Они долго разговаривали, но всё больше о прошлом, о том, что было много лет назад, даже о том, чего Женька не видел, о том, что было ещё тогда, когда Румянцев и Нигматулин учились в одной школе. Этого Женька никак не мог видеть.
Наконец, сознавая свою старость и мучаясь от чудовищной тоски, Женька сам того не замечая привёл их на пустынный пляж.
– Посмотри на реку, – сказал Румянцев, указывая на озеро. – Она как будто стоит, но на самом деле она течёт, изменяется. Она принимает форму того, где течёт. Она сама прокладывает себе путь, но при этом подстраивается под обстоятельства. Жить как эта река – это и значит жить, – закончил он, довольно крякнув и выбросив окурок в сторону.
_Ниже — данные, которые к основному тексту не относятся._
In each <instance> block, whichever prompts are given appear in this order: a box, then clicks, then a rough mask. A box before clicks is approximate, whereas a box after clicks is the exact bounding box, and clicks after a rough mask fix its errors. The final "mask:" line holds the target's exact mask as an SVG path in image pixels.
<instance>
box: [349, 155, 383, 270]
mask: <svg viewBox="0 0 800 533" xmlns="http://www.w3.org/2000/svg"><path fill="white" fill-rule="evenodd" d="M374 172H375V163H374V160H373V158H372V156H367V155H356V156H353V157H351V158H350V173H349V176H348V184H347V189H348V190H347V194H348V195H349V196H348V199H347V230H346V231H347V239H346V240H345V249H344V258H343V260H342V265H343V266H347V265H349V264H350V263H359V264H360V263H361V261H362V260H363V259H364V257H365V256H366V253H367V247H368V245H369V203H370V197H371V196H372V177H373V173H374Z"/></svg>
Это была несусветная пошлость, глупость. Это было настолько плоско, глупо, банально, тем более для такого человека, как он, что Женька аж прослезился.
Тем не менее, через минуту он задумал над словами и хотя по-прежнему находил их глупыми и банальными, заметил, что чем-то они затронули самые глубины его придавленной неподъемным грузом прошлого души. Он захотел сказать что-то на это, как-то подискутировать с Сашкой, но тот уже пошёл прочь.
– Мне пора, – сказал он, – ещё увидимся! – его сапоги заскользили по траве, их гладкие подошвы так и усмехались в в лицу Женьке.
Он стремительно приближался к дороге.
И Женьке стало так грустно на душе, так тоскливо, но при этом так удивительно легко, что он сел на песок и стал молча смотреть на воду. По голубовато-металлической глади бегали барашки, над водой качались кувшинки, со дна поднималась наверх, к свету, рыба. Он смотрел и смотрел и не мог наглядеться.
Он наконец-то понял, что это всё-таки значит – жить.